Given its role as a national resource, the Special Handling Unit has a special responsibility for offender assessment. In light of this particular expertise as well as the case review and evaluation requirements of CD 551, we believe the individual most capable of performing quality control duties is the Co-ordinator, Case Management (though the Unit Manager also plays an important part in clinical supervision). Further, given the SHU's specific operational functions, the Unit Manager also has special roles and responsibilities.

It is noted that according to policy (SOP 700-A), the Unit Manager is responsible for the quality control of Parole Officer reports, however, the practice at the SHU has always been that this is completed by the Coordinator Case Management. Thus, we are of the opinion that the requirements of SOP 700-A should be re-examined in relation to the particular responsibilities and requirements of the SHU as a unique national resource. A request was made to the Institutional Reintegration Operations group to have this reflected in policy and has been agreed to. It will be incorporated into CD 551. The initial consultation on this policy will take place in January 2006 with full national consultation by the end of the fiscal year.

Recommendation #4:

Clarification of role statements and specific responsibilities as they relate to the SHU must be clearly delineated and disseminated.
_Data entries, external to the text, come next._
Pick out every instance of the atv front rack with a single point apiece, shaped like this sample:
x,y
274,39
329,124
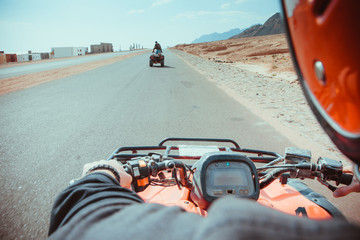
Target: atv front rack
x,y
124,154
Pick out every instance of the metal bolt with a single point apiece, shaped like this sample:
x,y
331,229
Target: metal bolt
x,y
320,72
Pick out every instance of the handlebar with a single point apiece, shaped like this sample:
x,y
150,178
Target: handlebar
x,y
325,170
144,167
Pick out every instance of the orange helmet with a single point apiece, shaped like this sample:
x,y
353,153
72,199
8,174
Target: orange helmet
x,y
324,39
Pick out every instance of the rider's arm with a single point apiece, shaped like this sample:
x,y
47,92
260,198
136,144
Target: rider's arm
x,y
345,190
95,190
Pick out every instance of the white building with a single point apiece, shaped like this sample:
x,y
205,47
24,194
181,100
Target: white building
x,y
59,52
28,57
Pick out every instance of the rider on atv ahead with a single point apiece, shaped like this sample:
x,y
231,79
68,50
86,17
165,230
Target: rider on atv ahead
x,y
157,47
323,38
157,56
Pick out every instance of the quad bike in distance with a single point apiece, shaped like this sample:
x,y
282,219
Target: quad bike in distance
x,y
198,171
157,57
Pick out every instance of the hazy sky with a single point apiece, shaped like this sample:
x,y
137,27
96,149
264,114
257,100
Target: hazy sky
x,y
38,25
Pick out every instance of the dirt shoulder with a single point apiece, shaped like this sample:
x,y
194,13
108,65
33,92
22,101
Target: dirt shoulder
x,y
258,73
12,84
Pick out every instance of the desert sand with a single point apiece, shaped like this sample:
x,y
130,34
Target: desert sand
x,y
258,72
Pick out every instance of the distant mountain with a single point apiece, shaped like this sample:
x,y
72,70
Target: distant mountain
x,y
274,25
217,36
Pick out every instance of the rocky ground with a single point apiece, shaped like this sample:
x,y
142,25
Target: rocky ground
x,y
258,73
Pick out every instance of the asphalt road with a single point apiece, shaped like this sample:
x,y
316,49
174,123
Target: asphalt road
x,y
49,131
39,66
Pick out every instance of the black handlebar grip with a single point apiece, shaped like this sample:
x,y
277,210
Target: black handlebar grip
x,y
346,179
127,169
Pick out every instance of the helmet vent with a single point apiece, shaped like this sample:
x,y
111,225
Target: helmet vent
x,y
320,6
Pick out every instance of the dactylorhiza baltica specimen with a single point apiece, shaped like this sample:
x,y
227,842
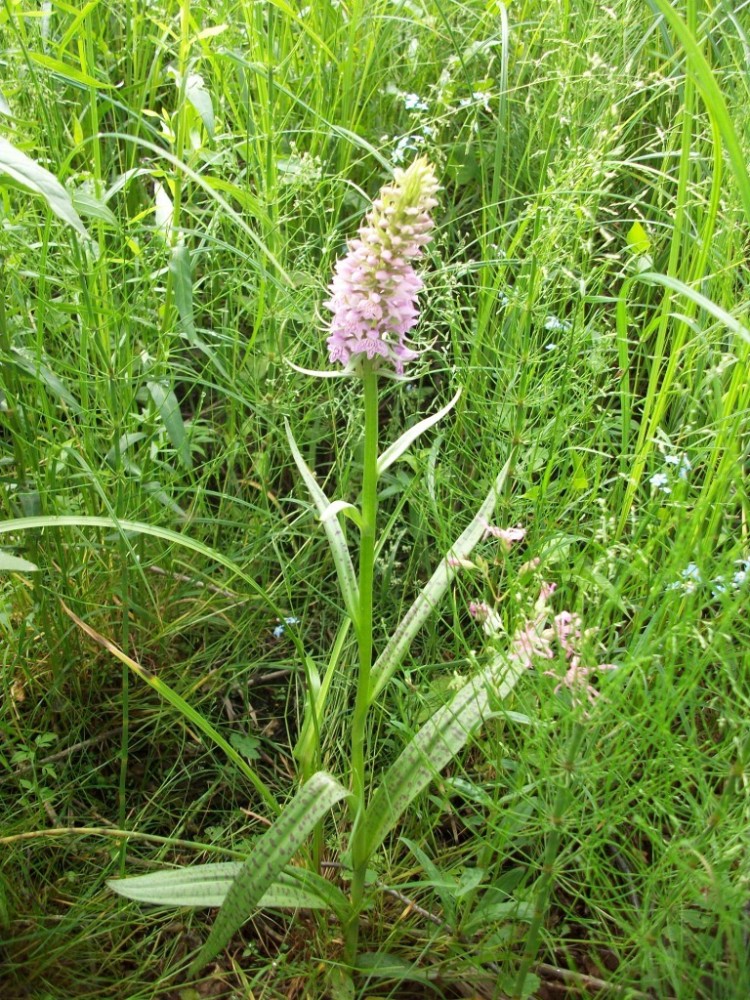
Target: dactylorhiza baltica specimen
x,y
374,288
Action by: SHU and A/ACCOP

A meeting has not yet taken place to clarify the roles and responsibilities of staff at the Special Handing Unit. Further to a meeting held at National Headquarters on September 9, 2005 , the manager of the Special Handling Unit proposed a training day for all Unit staff. This training would not take place under S.I.B.M. The various topics that might be addressed related directly to the specific needs identified, some of which were shared at the September 9 meeting.

Although the final content is still being developed, clarifying staff roles and responsibilities will remain an important focus throughout this training day. We anticipate that the syllabus for this training could be completed by March 2006.

We are still waiting for confirmation of funding from National Headquarters to enable us to hold this team meeting.

At the March 16th, 2005 National Advisory Committee (NAC) meeting the NAC supported the recommendation that the Director of Correctional Planning and Strategies become the permanent Senior Member of the NAC. However, the technical amendment to CD 551 was not approved by the Commissioner and a new SDC Alternate (Fraser McVie) has been identified. The CD will be reviewed in January 2006 and amendments proposed at that time.

Finally, the draft working paper entitled, "The Role of the SHU as a National Institution" will be revised as required and presented at a future EXCOM meeting.